Clinical EEG datasets

JHH Dataset: Our primary EEG dataset consists of 201 seizure recordings obtained from 34 focal epilepsy patients undergoing presurgical evaluation in the Johns Hopkins Hospital between 2016–2019. Patients ranged from 6–77 years with a mean age of 35.7 ± 16.8 years. The dataset contains 18 females and 16 males. Inclusion criteria were that the patient was a candidate for a focal resection with planned intracranial monitoring in the future. As part of this criteria, all patients had a well-characterized seizure onset zone based on the available clinical data. Exclusion criteria included non-epileptic seizures, generalized epilepsy, and patients who were not deemed to be surgical candidates. Many patients in the dataset separately underwent MRI or PET imaging. These scans revealed a range of structural abnormalities, including but not limited to focal cortical dysplasia (FCD), mesial temporal sclerosis (MTS), white matter disease, encephalocele, and gliomas. Table 1 summarizes the patient characteristics. Where available, we have included imaging notes from the patient medical record.

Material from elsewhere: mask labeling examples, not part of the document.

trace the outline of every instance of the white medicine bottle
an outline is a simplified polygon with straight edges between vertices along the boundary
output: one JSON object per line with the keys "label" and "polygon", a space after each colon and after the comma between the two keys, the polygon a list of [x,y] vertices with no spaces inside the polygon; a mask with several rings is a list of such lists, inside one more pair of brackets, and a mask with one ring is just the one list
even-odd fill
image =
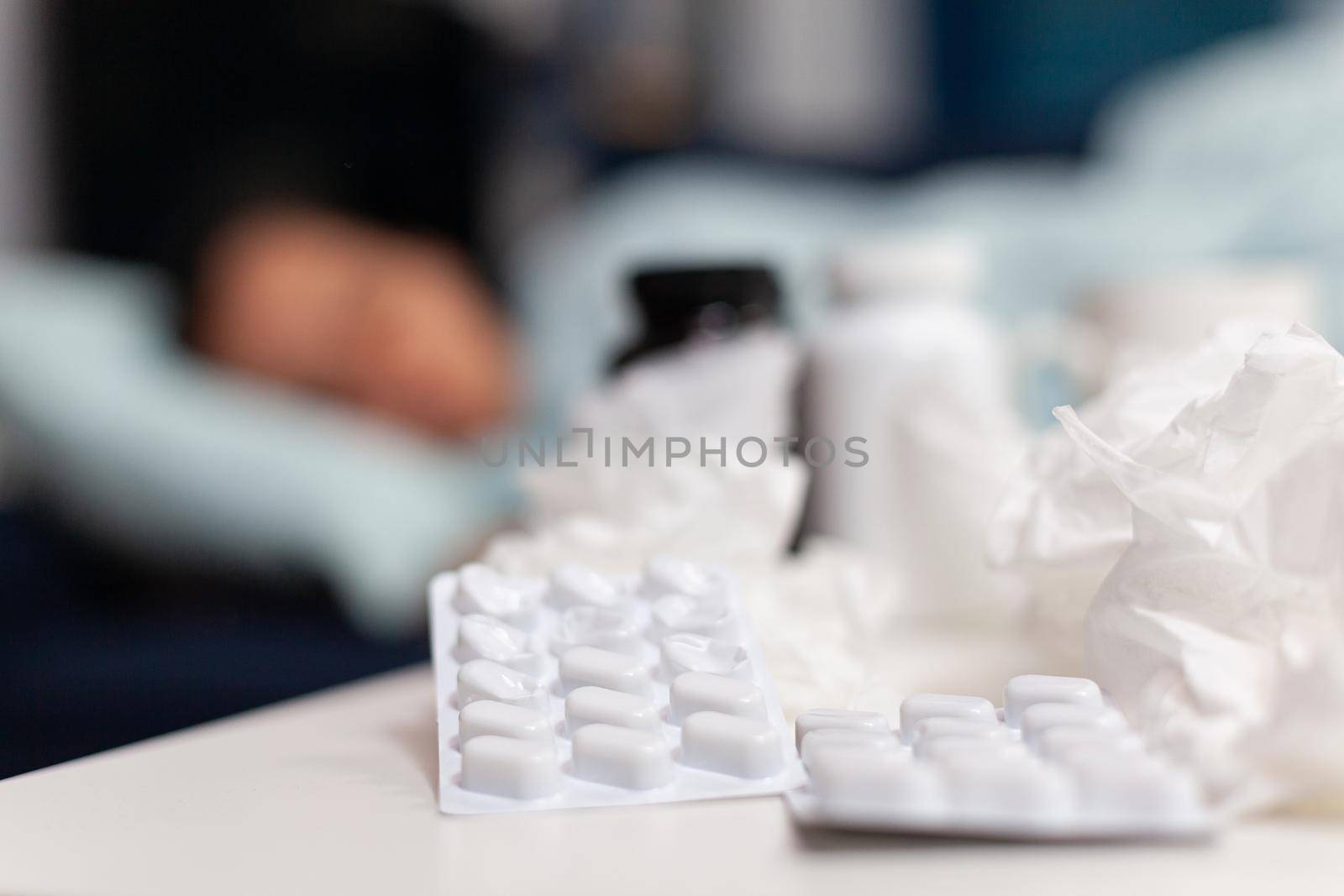
{"label": "white medicine bottle", "polygon": [[848,246],[810,344],[805,438],[862,438],[867,462],[841,451],[813,470],[808,528],[888,564],[911,610],[1016,596],[984,541],[1027,434],[1003,340],[973,305],[981,266],[978,246],[956,234]]}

Table 1. Patient demographics and clinical attributes for our JHH evaluation dataset (N = 34) and UWM generalization dataset (N = 15).

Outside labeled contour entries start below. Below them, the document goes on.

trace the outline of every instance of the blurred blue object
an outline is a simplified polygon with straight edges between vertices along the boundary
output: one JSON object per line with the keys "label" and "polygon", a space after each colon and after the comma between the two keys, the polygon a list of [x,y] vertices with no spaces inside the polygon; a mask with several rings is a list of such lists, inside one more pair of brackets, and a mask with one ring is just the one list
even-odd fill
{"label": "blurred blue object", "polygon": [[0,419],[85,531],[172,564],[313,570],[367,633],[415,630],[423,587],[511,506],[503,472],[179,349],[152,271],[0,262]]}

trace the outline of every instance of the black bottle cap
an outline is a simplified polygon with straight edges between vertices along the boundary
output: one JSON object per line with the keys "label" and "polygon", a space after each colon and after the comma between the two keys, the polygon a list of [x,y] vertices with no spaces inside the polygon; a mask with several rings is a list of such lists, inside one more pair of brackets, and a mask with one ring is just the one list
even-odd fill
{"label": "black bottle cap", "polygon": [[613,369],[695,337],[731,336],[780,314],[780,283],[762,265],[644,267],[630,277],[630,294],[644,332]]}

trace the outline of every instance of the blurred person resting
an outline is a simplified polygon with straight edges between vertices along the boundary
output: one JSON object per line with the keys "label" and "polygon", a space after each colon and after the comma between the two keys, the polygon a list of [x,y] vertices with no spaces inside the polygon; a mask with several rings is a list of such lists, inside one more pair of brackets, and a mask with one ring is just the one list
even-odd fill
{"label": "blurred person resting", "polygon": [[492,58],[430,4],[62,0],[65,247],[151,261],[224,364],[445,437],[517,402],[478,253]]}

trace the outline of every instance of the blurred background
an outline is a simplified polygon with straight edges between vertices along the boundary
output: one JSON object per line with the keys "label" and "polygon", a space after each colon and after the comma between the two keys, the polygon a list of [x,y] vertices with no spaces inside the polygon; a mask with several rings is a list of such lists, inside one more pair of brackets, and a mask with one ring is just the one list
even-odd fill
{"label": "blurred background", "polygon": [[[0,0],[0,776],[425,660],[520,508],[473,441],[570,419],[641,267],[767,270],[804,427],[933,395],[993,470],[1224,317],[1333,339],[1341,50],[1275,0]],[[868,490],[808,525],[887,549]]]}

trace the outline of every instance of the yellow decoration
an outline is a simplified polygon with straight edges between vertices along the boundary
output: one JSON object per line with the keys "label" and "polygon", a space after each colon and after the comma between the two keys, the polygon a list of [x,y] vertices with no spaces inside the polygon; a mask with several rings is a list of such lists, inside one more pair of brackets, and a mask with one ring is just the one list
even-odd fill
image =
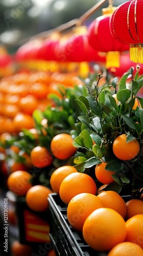
{"label": "yellow decoration", "polygon": [[130,45],[130,54],[132,61],[143,63],[143,44]]}
{"label": "yellow decoration", "polygon": [[117,51],[114,52],[108,52],[106,56],[106,68],[120,67],[120,52]]}

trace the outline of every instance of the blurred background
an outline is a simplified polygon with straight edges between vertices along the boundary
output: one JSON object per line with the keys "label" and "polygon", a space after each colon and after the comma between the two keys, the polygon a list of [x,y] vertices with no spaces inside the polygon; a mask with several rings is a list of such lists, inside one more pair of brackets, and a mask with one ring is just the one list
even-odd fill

All EEG were recorded on a Nihon Kohden system with a built-in amplifier. A 60 Hz notch filter, 70 Hz low pass filter, and 0.016 high pass filter were applied to the data after acquisition. The data was recorded at 200 Hz using the 10–20 electrode placement system [47]. For our analysis, the EEG recordings have been clipped to include roughly 10 minutes of pre-seizure and post-seizure activity.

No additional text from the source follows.